The topic of conversation this week is the ongoing climate crisis and our urgent need to act. We are joined by the remarkable Daze Aghaji, a university student and high-profile climate justice activist who has fought to combat the climate emergency at an international level. The climate crisis has the potential to impact all aspects of our lives and Daze urges us to tackle the issue, not just environmental grounds, but on social and cultural levels as well.

Raised in a one-bedroom flat in Tottenham, London, Daze has come from humble beginnings. When her mother started her own restaurant and saw success, she was given the opportunity to go to boarding school in the English countryside, where she says she loved being amongst nature. On returning to London, the levels of air pollution in the UK’s capital caused her to suffer from asthma and skin conditions; her love of the countryside began to transform into a desire to fight for its survival. Extensive work in Extinction Rebellion alongside political activism, becoming the youngest ever person to run for a seat in the European Parliament in 2019, are testimony to this desire to provoke real change and our episode encompasses numerous ways in which the spirit of this activism can be replicated. 

One area where meaningful change can take place to better protect our planet is in the fashion industry. Fast fashion is an established and growing problem in our world, with the increased usage of cheaply made garments designed to be thrown away after a number of wears placing a considerable strain on our planet and natural resources. To have individuals disposing of clothes on a regular basis is an unsustainable model and one that must be replaced by an emphasis on sustainability and care.
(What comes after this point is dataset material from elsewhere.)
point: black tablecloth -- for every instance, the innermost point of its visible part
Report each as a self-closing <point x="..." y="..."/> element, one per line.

Whilst not shying aware from the difficulties of this, we discuss the issue that many sustainable labels are often too expensive to become items of mass consumption, we nevertheless advocate the adoption of an attitude of care. By seeking to look after what you own and consume, you will in turn look after our world. 
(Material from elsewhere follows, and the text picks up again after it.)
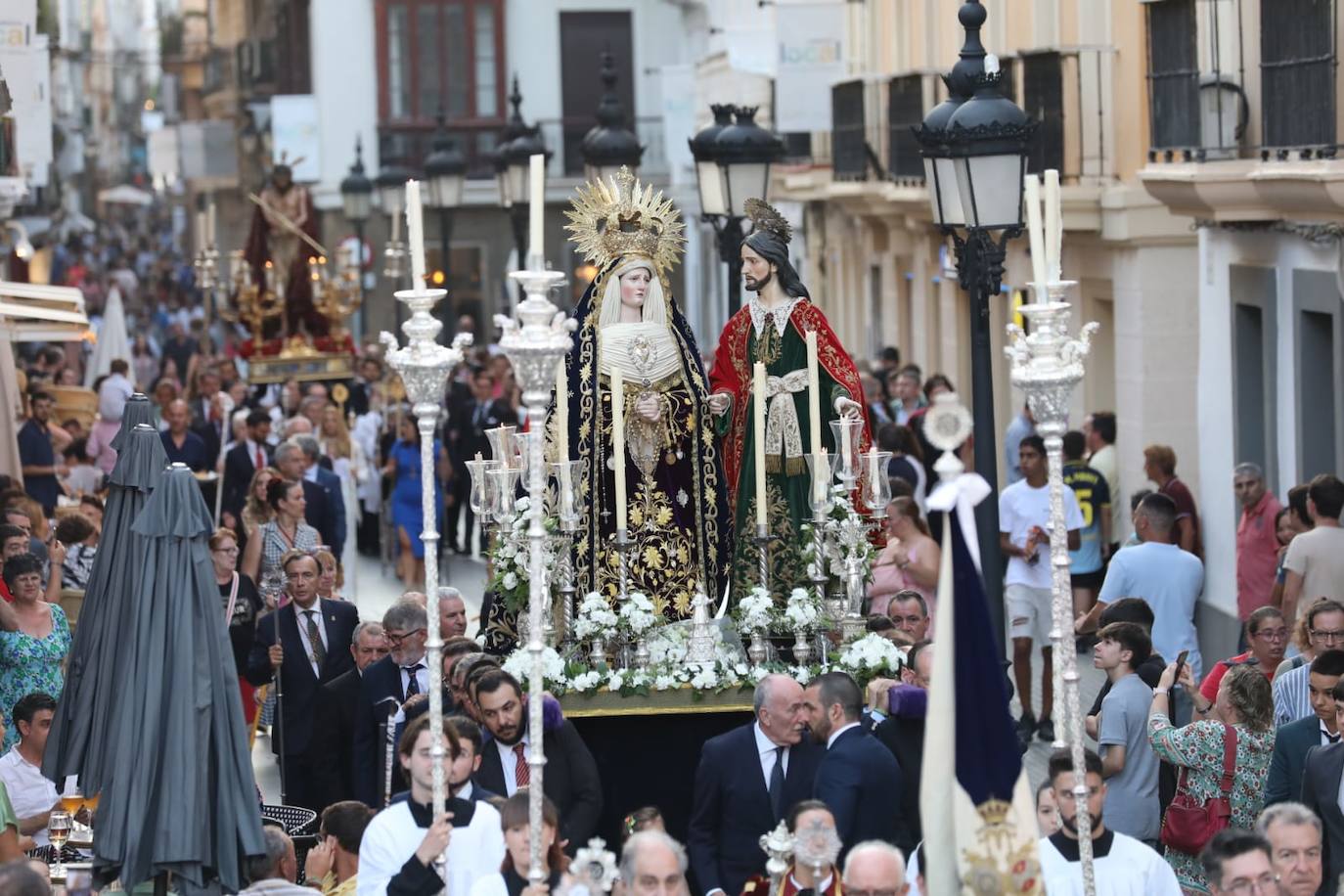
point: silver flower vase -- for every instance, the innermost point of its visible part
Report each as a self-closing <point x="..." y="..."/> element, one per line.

 “We need to do better and be taking ownership of the problems we created” 

Daze Aghaji

Issues like fast fashion can be fixed firmly at the intersection of social and climate issues. Not only do these pressing concerns damage the environment, but they also perpetuate the exploitation of under-developed or poorer communities and peoples. Daze references our colonial past in this instance, talking of the ways in which it habituated and engrained abusive and coercive tactics for economic gain. In our capitalist world today, some of that attitude most certainly remains. Large multinational corporations and companies must be held to account by the populations they supply, forcing them to consistently adopt more sustainable and eco-friendly means of production and operation. Our involvement as consumers is essential to the bringing of change in this area. A more forgiving attitude must be adopted if we are to both help our planet and the people who live on it. This forsaking of a fixation on profit margins or efficiency of production will bring a mirid of benefits. 
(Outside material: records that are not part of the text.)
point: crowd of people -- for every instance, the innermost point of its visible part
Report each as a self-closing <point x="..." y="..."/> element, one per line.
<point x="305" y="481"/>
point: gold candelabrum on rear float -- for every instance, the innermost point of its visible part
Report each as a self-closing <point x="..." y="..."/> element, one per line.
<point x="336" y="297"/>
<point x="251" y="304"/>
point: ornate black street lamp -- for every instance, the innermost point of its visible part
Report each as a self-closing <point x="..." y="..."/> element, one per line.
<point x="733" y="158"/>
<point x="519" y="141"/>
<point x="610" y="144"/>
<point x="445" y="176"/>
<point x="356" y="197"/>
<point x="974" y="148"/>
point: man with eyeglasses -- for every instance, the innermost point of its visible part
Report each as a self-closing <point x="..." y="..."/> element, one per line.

“Climate change is a by-product of our social ills” 

Daze Aghaji

In our current climate, it is so important that we also discuss the implications of COVID-19 on the ongoing climate emergency. The spread of coronavirus momentarily paused the world as we knew it. We as individuals and communities were given time to think, read and educate ourselves on the pressing issues that so often are swept aside in chaotic everyday life. The outpouring of indignation following the murder of George Floyd, amongst the wider Black Lives Matter movement, is just one example of how this time provoked large-scale activism. Daze calls on us to also utilise this watershed moment to bring about real and meaningful change to the discussion on the climate crisis. We cannot be satisfied with promises to become carbon neutral or reduce emissions in the coming decades, real change must tackle the present as well as the future.